Gold fell to its lowest in ten weeks on Tuesday, putting the price on course for its worst monthly performance in 13 months as safe-haven demand evaporated and investors booked further profits on the 2010 rally.
Strong consumer demand, particularly in Asia, continues to provide a floor for the price and a significant decline in speculative holdings of gold futures has taken some of the pressure off.
But investor sentiment toward gold has soured in the last few sessions, as evidenced by the largest one-day outflow in three months from the world's biggest exchange-traded gold fund.
Risk aversion is definitely much lower at the moment than it was a few weeks ago, said Commerzbank analyst Daniel Briesemann.
It is becoming increasingly clear that especially as the debt crisis in the euro zone periphery calms, investors feel less of a need for safety, he said, adding: That's a major reason for letting gold fall as much as it has over the last couple of days.
Spot gold was last at $1,326.90 an ounce by 1227 GMT, down 0.5 percent on the day on course for a 6.5 percent decline in January which would be the biggest monthly fall since a 7-percent drop in December 2009.
U.S. gold futures for February delivery were down 1.3 percent at $1,327.00 an ounce.
EFSF BONDS FLY
Adding to the case against gold for now was strong demand at the euro zone rescue fund's first debt offer, which pushed the euro to two-month highs.
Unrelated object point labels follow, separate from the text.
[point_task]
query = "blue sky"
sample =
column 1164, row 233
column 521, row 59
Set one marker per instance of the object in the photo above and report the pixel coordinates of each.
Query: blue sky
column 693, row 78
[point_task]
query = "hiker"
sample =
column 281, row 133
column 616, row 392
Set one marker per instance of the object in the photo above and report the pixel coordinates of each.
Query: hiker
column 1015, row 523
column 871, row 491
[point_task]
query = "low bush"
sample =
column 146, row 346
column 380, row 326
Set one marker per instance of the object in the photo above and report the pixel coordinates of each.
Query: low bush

The European Financial Stability Facility (EFSF) launched its first sale of bonds and market sources said demand, at 48 billion euros, dwarfed the 5 billion on offer.
The euro's rise to two-month highs did little to stem the decline in the gold price, which because of its usual inverse link to the U.S. currency, usually profits from dollar weakness.
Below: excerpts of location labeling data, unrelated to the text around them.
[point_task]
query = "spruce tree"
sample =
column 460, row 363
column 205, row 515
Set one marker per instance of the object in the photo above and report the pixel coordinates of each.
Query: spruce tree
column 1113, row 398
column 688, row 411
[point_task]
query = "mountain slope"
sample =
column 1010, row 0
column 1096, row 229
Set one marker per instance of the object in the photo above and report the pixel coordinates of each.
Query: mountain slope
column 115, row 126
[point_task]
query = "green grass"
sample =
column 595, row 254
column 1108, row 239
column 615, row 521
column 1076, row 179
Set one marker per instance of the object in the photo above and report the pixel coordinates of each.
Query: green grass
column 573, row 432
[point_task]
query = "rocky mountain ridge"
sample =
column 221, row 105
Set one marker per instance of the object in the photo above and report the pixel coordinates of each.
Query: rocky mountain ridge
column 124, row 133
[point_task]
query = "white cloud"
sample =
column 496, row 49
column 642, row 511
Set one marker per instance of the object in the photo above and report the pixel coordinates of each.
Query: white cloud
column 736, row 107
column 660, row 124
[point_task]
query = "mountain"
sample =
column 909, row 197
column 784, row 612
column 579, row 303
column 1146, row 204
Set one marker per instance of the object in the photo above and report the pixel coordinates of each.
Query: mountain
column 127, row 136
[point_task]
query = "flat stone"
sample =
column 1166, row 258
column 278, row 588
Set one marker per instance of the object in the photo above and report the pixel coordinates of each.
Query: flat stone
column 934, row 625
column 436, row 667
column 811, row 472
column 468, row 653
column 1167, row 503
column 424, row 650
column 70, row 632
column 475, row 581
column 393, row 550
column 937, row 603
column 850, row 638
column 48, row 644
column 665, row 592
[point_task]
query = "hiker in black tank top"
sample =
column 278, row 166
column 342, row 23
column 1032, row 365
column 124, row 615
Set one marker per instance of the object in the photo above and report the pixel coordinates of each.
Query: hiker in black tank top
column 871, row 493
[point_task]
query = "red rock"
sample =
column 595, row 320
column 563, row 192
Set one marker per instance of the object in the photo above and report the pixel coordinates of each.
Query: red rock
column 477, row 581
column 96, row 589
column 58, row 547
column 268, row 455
However, this correlation has eroded over the last week and has reached its most positive in four months, meaning gold is moving more frequently in lockstep with the dollar.
The improved economic data, combined with speculation that the European Central Bank might raise interest rates, pushed the euro to a two-month high. The single currency held near the peak on Tuesday.
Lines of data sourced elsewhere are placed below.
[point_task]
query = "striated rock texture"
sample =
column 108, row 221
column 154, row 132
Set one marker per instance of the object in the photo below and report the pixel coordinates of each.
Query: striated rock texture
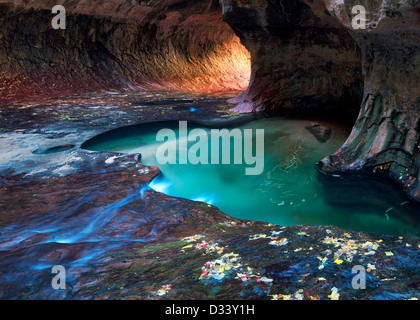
column 169, row 45
column 302, row 59
column 306, row 54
The gold market is a bit negative for the time being, said Ronald Leung, a physical trader at Lee Cheong Gold Dealers, adding that talk of further tightening from China before the Lunar New Year holiday also adds to the bearish sentiment.
But on the physical side, people are still buying. There doesn't seem to enough supply in the physical market.
India's central bank raised key interest rates on Tuesday in a bid to clamp down on resurgent inflation and warned that higher food prices could become entrenched if steps to boost output are not taken.
Even with price pressures building up in the emerging world, investors are shifting out of gold right now.
Holdings in the SPDR Gold Trust, the world's largest gold-backed exchange-traded fund, fell 10.926 tonnes, its biggest one-day decline since early October, to 1,260.843 tonnes by Jan 24.
Spot silver fell to $26.76 an ounce, down 0.6 percent, having earlier fallen to $26.55, its lowest in nearly two months.
ETF flows have also been an undermining factor for silver. Holdings of metal in the iShares Silver Trust, the world's largest silver ETF, have fallen by 425.3 so far this month, worth about $364 million at today's silver prices.
ETF Securities' London-listed silver product has seen an outflow of well over 500,000 ounces in less than week. (PHPT.L)
The platinum group metals were not immune to the flurry of profit-taking that dented gold and silver.
Platinum fell for a second day, declining by 1.3 percent to $1,788.49 an ounce, while palladium dropped 2.6 percent to $788.22, set for its biggest fall in six weeks.